Congress Faces End of the Year Frenzy
This blog post is written by AACTE consultant Jane West and is intended to provide updated information. The views expressed in this post do not necessarily reflect the views of AACTE.
While Congress has been out of session this week for a Veteran’s Day recess, the action behind the scenes continues to be dominated by the prospects of finalizing the reconciliation bill, or the Build Back Better plan. Educators are eager to see this make it over the finish line, as it includes important investments for education, including $610 million for the educator pipeline.
Bipartisan Infrastructure Heads to President Biden for Signature
Last Friday, all eyes were on the House of Representatives where Speaker Nancy Pelosi (D-CA) was working overtime to schedule a vote on both the bipartisan infrastructure bill (which had already passed the Senate) and the partisan reconciliation bill (which has passed neither body but is being intensely negotiated behind the scenes). Pelosi could afford to lose only three Democratic votes and still pass the bills.
As you will recall, Democrats had initially promised to pass the bipartisan infrastructure and reconciliation bills together, but after push back from moderate Democrats, specifically Senators Manchin (D-WV) and Sinema (D-AZ), Congressional leadership ultimately delinked the two bills leading to a vote late last Friday night. The House passed the $500 billion bipartisan infrastructure bill (the Infrastructure Investment and Jobs Act) with 13 Republicans joining Democrats to take it over the finish line – a 228-206 vote. The first part of the Administration’s investment agenda now heads to the President for his signature.
A few key provisions in the bill related to education and school infrastructure include the following:
- A total of $65 billion for broadband investment to help families access the internet and afford devices (Division F, starting on page 2014);
- $5 billion for clean-energy school buses (section 71101, starting on page 2386);
- $500 million over 5 years for competitive grants to schools and non-profits for energy efficiency improvements (section 40541, starting on page 1719);
- $200 million over 5 years to remove lead contamination in school drinking water, as part of a much bigger drinking water program (section 50110, pages 1929-1934); and
- Reauthorizes and extends until 2023 the Secure Rural Schools and Community Self-Determination Act, which helps fund schools in 700 counties that have federal forest land (section 41202, starting on page 1878).
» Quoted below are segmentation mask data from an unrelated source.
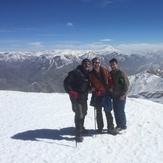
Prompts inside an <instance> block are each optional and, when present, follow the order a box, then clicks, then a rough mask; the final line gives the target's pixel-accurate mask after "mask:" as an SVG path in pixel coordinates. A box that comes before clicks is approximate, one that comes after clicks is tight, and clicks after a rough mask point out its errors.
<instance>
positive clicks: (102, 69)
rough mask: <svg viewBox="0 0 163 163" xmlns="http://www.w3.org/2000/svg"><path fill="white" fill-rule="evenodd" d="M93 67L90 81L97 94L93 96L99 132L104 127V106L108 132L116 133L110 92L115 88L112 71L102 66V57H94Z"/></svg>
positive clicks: (97, 124) (100, 131)
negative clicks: (102, 111) (112, 112)
mask: <svg viewBox="0 0 163 163" xmlns="http://www.w3.org/2000/svg"><path fill="white" fill-rule="evenodd" d="M92 66H93V69H92V70H91V71H90V75H89V77H90V82H91V85H92V87H93V88H94V91H95V94H94V95H93V96H92V97H93V98H94V99H92V100H94V101H95V102H94V106H95V109H96V118H97V127H98V132H99V133H101V132H102V130H103V127H104V122H103V116H102V107H104V112H105V116H106V120H107V129H108V133H109V134H112V135H116V134H117V131H116V130H115V129H114V124H113V116H112V114H111V111H112V104H111V97H110V93H111V91H112V89H113V83H112V79H111V76H110V73H109V71H108V69H107V68H106V67H102V66H100V59H99V58H93V59H92Z"/></svg>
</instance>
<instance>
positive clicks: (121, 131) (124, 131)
mask: <svg viewBox="0 0 163 163" xmlns="http://www.w3.org/2000/svg"><path fill="white" fill-rule="evenodd" d="M124 133H126V129H123V128H120V129H119V131H118V134H124Z"/></svg>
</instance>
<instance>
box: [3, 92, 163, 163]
mask: <svg viewBox="0 0 163 163" xmlns="http://www.w3.org/2000/svg"><path fill="white" fill-rule="evenodd" d="M0 99H1V100H0V115H1V118H0V124H1V128H0V138H1V142H0V163H82V162H84V163H92V162H93V163H113V162H114V163H162V162H163V105H162V104H158V103H155V102H152V101H148V100H145V99H134V98H127V103H126V115H127V120H128V129H127V132H126V133H124V134H121V135H120V134H119V135H116V136H112V135H109V134H107V133H104V134H98V135H95V131H94V129H95V125H94V109H93V107H91V106H89V110H88V115H87V117H86V121H85V127H86V128H87V129H89V130H90V131H89V132H90V135H88V136H84V142H83V143H78V144H77V146H76V143H75V141H74V121H73V117H74V113H73V112H72V111H71V105H70V101H69V97H68V95H67V94H59V93H52V94H45V93H24V92H13V91H0ZM89 100H90V96H89ZM89 100H88V104H89ZM104 120H105V117H104ZM105 128H106V121H105Z"/></svg>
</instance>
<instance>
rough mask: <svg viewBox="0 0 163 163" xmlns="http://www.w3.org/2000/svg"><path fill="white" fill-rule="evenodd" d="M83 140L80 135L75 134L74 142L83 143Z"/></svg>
mask: <svg viewBox="0 0 163 163" xmlns="http://www.w3.org/2000/svg"><path fill="white" fill-rule="evenodd" d="M83 140H84V138H83V136H82V134H81V133H77V134H76V141H77V142H83Z"/></svg>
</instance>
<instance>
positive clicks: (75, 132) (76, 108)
mask: <svg viewBox="0 0 163 163" xmlns="http://www.w3.org/2000/svg"><path fill="white" fill-rule="evenodd" d="M74 105H75V106H74V107H75V114H76V109H77V107H76V99H75V101H74ZM75 128H76V126H75ZM75 144H76V148H77V147H78V142H77V141H76V131H75Z"/></svg>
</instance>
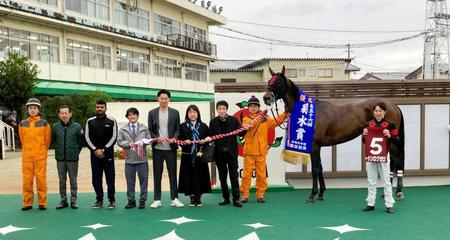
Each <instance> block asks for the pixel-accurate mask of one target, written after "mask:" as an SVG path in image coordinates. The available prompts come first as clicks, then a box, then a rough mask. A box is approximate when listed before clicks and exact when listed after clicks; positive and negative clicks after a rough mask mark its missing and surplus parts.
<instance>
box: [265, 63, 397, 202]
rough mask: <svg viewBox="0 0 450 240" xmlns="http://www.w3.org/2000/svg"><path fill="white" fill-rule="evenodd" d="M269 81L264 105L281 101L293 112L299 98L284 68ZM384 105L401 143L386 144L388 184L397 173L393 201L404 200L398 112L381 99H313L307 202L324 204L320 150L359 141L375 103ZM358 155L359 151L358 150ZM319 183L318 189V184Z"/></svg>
mask: <svg viewBox="0 0 450 240" xmlns="http://www.w3.org/2000/svg"><path fill="white" fill-rule="evenodd" d="M269 70H270V74H271V75H272V78H271V79H270V80H269V84H268V87H267V92H266V93H265V94H264V97H263V99H264V103H266V104H267V105H271V104H273V103H275V102H276V101H277V100H279V99H282V100H283V101H284V104H285V108H286V110H287V111H288V112H291V111H292V107H293V105H294V100H295V99H298V98H299V89H298V87H297V86H296V85H295V84H294V83H293V82H292V81H291V80H289V79H287V78H286V77H285V75H284V72H285V68H284V66H283V69H282V71H281V72H279V73H274V72H273V71H272V69H270V68H269ZM380 101H381V102H384V103H386V106H387V112H386V116H385V117H386V118H387V119H389V120H390V121H392V122H393V123H394V124H395V126H396V127H397V128H398V132H399V137H400V140H399V141H398V142H393V143H390V144H389V152H390V160H391V181H392V176H393V172H395V171H397V191H396V198H397V200H401V199H402V198H403V196H404V195H403V193H402V187H403V180H402V178H403V169H404V159H405V154H404V152H405V151H404V146H405V144H404V143H405V139H404V135H405V134H404V122H403V114H402V112H401V110H400V108H399V107H398V106H397V105H395V104H393V103H391V102H390V101H387V100H385V99H380V98H370V99H357V100H353V99H352V100H341V99H336V100H330V101H327V100H319V99H316V123H315V129H314V139H313V143H312V150H311V173H312V178H313V186H312V191H311V194H310V195H309V196H308V198H307V199H306V201H307V202H313V201H314V197H315V195H316V194H319V195H318V200H323V194H324V192H325V190H326V187H325V180H324V178H323V173H322V162H321V159H320V148H321V147H322V146H332V145H337V144H340V143H344V142H347V141H350V140H352V139H354V138H356V137H358V136H359V135H360V134H361V133H362V131H363V128H364V124H365V123H367V122H368V121H370V120H372V119H373V110H372V109H373V107H374V106H375V104H376V103H377V102H380ZM357 151H359V150H357ZM318 182H319V185H320V189H318V186H317V183H318Z"/></svg>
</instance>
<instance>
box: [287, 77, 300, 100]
mask: <svg viewBox="0 0 450 240" xmlns="http://www.w3.org/2000/svg"><path fill="white" fill-rule="evenodd" d="M285 78H286V80H287V81H288V82H289V84H290V85H291V86H288V91H289V92H290V95H291V96H293V97H294V99H298V95H299V93H300V91H299V89H298V87H297V85H295V83H294V82H293V81H292V80H291V79H289V78H287V77H285Z"/></svg>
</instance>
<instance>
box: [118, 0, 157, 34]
mask: <svg viewBox="0 0 450 240" xmlns="http://www.w3.org/2000/svg"><path fill="white" fill-rule="evenodd" d="M115 3H116V4H115V6H116V7H115V13H116V24H117V25H122V26H127V27H131V28H136V29H139V30H142V31H146V32H148V27H149V22H150V20H149V12H148V11H146V10H144V9H141V8H138V9H136V10H134V11H129V10H128V9H127V5H126V4H125V3H123V2H119V1H117V0H116V2H115Z"/></svg>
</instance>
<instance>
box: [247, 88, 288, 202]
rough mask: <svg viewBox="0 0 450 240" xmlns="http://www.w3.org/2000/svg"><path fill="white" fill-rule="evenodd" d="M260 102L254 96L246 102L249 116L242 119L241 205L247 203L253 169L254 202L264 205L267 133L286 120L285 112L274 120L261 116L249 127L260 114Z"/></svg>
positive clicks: (266, 117)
In a statement the White House praised the legislation stating:
“This Bipartisan Infrastructure Deal will rebuild America’s roads, bridges and rails, expand access to clean drinking water, ensure every American has access to high-speed internet, tackle the climate crisis, advance environmental justice, and invest in communities that have too often been left behind. The legislation will help ease inflationary pressures and strengthen supply chains by making long overdue improvements for our nation’s ports, airports, rail, and roads. It will drive the creation of good-paying union jobs and grow the economy sustainably and equitably so that everyone gets ahead for decades to come.”
The White House reports that combined with the President’s Build Back Framework, the bipartisan infrastructure bill will add on average 1.5 million jobs per year for the next 10 years.
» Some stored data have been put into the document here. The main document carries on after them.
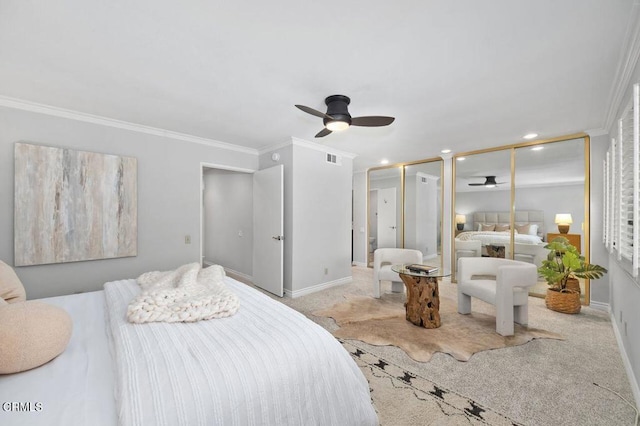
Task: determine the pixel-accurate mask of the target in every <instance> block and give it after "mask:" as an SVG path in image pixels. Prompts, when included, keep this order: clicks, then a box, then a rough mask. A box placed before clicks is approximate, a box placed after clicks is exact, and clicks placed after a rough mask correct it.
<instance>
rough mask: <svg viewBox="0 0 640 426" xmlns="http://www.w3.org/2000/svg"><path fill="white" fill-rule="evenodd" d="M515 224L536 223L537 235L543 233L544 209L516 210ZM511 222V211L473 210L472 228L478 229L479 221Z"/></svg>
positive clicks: (543, 228) (543, 230) (479, 222)
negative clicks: (505, 211) (542, 209)
mask: <svg viewBox="0 0 640 426" xmlns="http://www.w3.org/2000/svg"><path fill="white" fill-rule="evenodd" d="M515 221H516V225H524V224H526V223H530V224H532V225H538V236H540V237H542V236H543V235H545V232H546V231H545V229H544V211H542V210H516V214H515ZM510 222H511V212H475V213H473V230H474V231H475V230H477V229H478V224H479V223H485V224H487V225H494V224H495V225H497V224H509V223H510Z"/></svg>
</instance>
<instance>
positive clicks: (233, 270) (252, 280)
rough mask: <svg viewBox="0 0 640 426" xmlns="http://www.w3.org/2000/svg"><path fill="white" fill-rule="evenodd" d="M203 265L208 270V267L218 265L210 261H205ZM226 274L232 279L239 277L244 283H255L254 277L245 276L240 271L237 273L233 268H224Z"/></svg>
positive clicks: (205, 260) (206, 260) (224, 271)
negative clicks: (253, 281) (207, 268)
mask: <svg viewBox="0 0 640 426" xmlns="http://www.w3.org/2000/svg"><path fill="white" fill-rule="evenodd" d="M202 264H203V266H204V267H205V268H206V267H207V266H213V265H215V264H216V263H214V262H211V261H209V260H203V261H202ZM223 268H224V267H223ZM224 272H225V274H227V275H229V276H230V277H231V278H234V277H238V278H240V279H242V280H244V281H249V282H250V283H253V276H251V275H247V274H243V273H242V272H238V271H236V270H234V269H231V268H224Z"/></svg>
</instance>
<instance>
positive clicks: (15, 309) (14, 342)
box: [0, 301, 73, 374]
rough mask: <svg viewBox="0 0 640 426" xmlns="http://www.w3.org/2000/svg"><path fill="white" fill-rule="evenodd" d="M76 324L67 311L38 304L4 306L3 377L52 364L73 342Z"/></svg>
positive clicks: (0, 340)
mask: <svg viewBox="0 0 640 426" xmlns="http://www.w3.org/2000/svg"><path fill="white" fill-rule="evenodd" d="M72 329H73V323H72V321H71V317H70V316H69V314H68V313H66V312H65V311H64V310H63V309H61V308H58V307H57V306H53V305H48V304H46V303H42V302H38V301H27V302H18V303H10V304H6V305H0V342H1V343H0V374H11V373H19V372H20V371H25V370H30V369H32V368H35V367H38V366H40V365H42V364H45V363H47V362H49V361H51V360H52V359H53V358H55V357H57V356H58V355H60V354H61V353H62V352H63V351H64V349H65V348H66V347H67V343H69V339H70V338H71V330H72Z"/></svg>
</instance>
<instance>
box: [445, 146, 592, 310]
mask: <svg viewBox="0 0 640 426" xmlns="http://www.w3.org/2000/svg"><path fill="white" fill-rule="evenodd" d="M587 147H588V139H587V138H584V137H574V138H571V137H567V138H566V139H563V138H557V139H554V140H548V141H539V142H529V143H525V144H523V145H522V146H510V147H503V148H497V149H492V150H489V151H486V150H485V151H478V152H476V153H464V154H459V155H457V156H456V161H454V166H455V170H454V178H455V193H454V196H455V198H454V211H455V214H456V215H458V216H459V217H458V218H457V219H456V222H457V223H460V226H461V227H463V230H455V238H454V249H453V252H452V257H453V258H454V259H453V260H454V261H456V260H455V259H456V258H459V257H461V256H471V255H476V253H475V251H474V249H473V247H471V248H470V247H469V245H470V244H471V243H470V242H469V241H480V243H481V249H480V256H483V255H484V256H489V255H490V253H489V252H488V251H487V247H488V246H497V247H503V250H504V256H505V257H507V258H514V259H516V260H521V261H525V262H530V263H534V264H536V265H537V266H539V265H540V263H541V262H542V260H543V259H544V258H545V256H546V250H545V249H544V245H545V244H546V243H547V242H549V241H550V240H552V239H553V238H556V237H557V236H558V235H560V230H559V227H558V226H559V225H560V223H559V222H558V220H557V217H558V216H570V217H571V218H572V220H571V222H572V223H570V230H569V231H568V234H563V235H564V236H566V237H567V238H569V239H570V240H571V242H572V243H573V244H574V245H575V246H576V247H577V248H578V251H580V252H581V253H582V254H583V255H585V256H586V258H587V261H588V260H589V229H588V206H589V200H588V186H587V181H586V180H585V176H586V172H585V171H586V170H587V168H588V165H589V163H588V161H585V159H588V158H587V157H586V148H587ZM462 158H464V159H462ZM487 176H489V177H492V178H493V179H494V180H493V182H495V183H497V184H496V185H487V184H486V182H487V181H488V180H487ZM490 183H492V182H490ZM512 209H513V210H512ZM511 211H514V212H515V218H514V224H515V226H516V231H517V234H516V235H514V239H515V247H514V248H513V250H512V248H511V242H510V229H509V228H508V225H509V224H510V223H511V217H510V216H511ZM498 214H499V216H496V215H498ZM483 215H484V217H482V216H483ZM527 215H531V216H530V217H527ZM462 222H464V223H462ZM527 223H529V224H531V225H538V227H537V230H536V231H535V232H533V231H532V230H531V228H530V229H529V232H527V231H523V230H518V229H517V226H522V225H525V224H527ZM479 224H485V225H488V227H487V228H485V229H484V230H483V229H478V226H479ZM491 225H496V227H495V228H494V229H493V230H489V228H490V226H491ZM505 225H507V228H506V229H505V228H504V226H505ZM468 232H471V233H472V234H471V235H465V234H466V233H468ZM500 232H502V233H503V236H502V237H500V236H499V235H498V234H499V233H500ZM527 235H529V236H527ZM536 236H537V237H536ZM536 238H537V239H536ZM497 252H498V251H497V250H492V251H491V254H493V255H495V254H494V253H497ZM499 255H500V256H501V255H502V253H499ZM456 262H457V261H456ZM452 266H454V268H455V266H456V265H452ZM454 279H455V276H454ZM547 287H548V286H547V284H546V282H545V281H543V280H542V279H540V281H539V282H538V285H536V286H535V287H533V289H532V291H531V292H530V294H531V295H534V296H541V297H544V296H545V294H546V292H547ZM580 287H581V290H582V300H583V301H584V302H585V303H587V304H588V303H589V283H588V281H585V280H580Z"/></svg>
In the midst of intense blowback against the 13 House Republicans who voted for the bill, President Biden will sign the legislation on Monday in a ceremony at the White House. Majority Leader Mitch McConnell (R-KY) has announced that he will not attend, however some of the House Republicans who supported the bill are expected to attend.
Will Reconciliation Make it Past the CBO Score?
As for reconciliation (Build Back Better Agenda) Congressional leadership had planned to pass the $1.75 trillion social spending bill last week, but its passage was ultimately delayed amid pushback from moderates in the House who demanded more data from the Congressional Budget Office before voting on the bill. The Congressional Budget Office (CBO) is a nonpartisan office that estimates how much proposed and existing legislation will cost American taxpayers. At the time, Democratic Reps. Ed Case (D-HI), Josh Gottheimer (D-NJ), Stephanie Murphy (D-FL.), Kathleen Rice (D-NY), and Kurt Schrader (D-OR.) said in a statement that they were committed to voting for the plan as long as “fiscal information” from the CBO is “consistent” with top-line information for revenues and investments from the White House.
CBO Director Phillip Swagel said that the office will start releasing estimates of portions of the social spending bill piecemeal, and that a cost estimate of the full bill will come out “as soon as practicable.” “The analysis of the bill’s many provisions is complicated, and CBO will provide a cost estimate for the entire bill as soon as practicable,” Swagel said in a blog post on CBO’s website.
Unlike the Senate, the House does not need a CBO score to vote and Speaker Pelosi (D-NY) wants to debate and vote on the social spending package upon the House’s return from recess next week.
Meanwhile, in the Senate, Sen. Joe Manchin (D-WV.) sounded another alarm on Wednesday after new consumer data found that inflation had hit a 30-year high. Manchin has cited rising inflation as one of his main reasons for not yet supporting the $1.75 trillion social spending package while he studies its potential impact on the economy and prices. But, when asked if reconciliation is “essentially dead” due to inflation concerns, White House Chief of Staff Ron Klain said quite the opposite: “I think if your concern is the cost of living, it’s a concern we have here at the White House, it’s a concern Senator Manchin shares, the Build Back Better bill is the best answer we have to bring those costs down”
With only 21 legislative days remaining before the end of the year, Congress has quite the to-do list: fund the government past Dec. 3, pass a massive defense policy bill, pass the $1.75 trillion reconciliation bill and maneuver around a U.S. credit default. While it remains to be seen how this will all play out, one thing is certain: the Congress will be in frenzy mode as they often are at the end of the year, leaving staff to wonder if their Christmas plans are in jeopardy.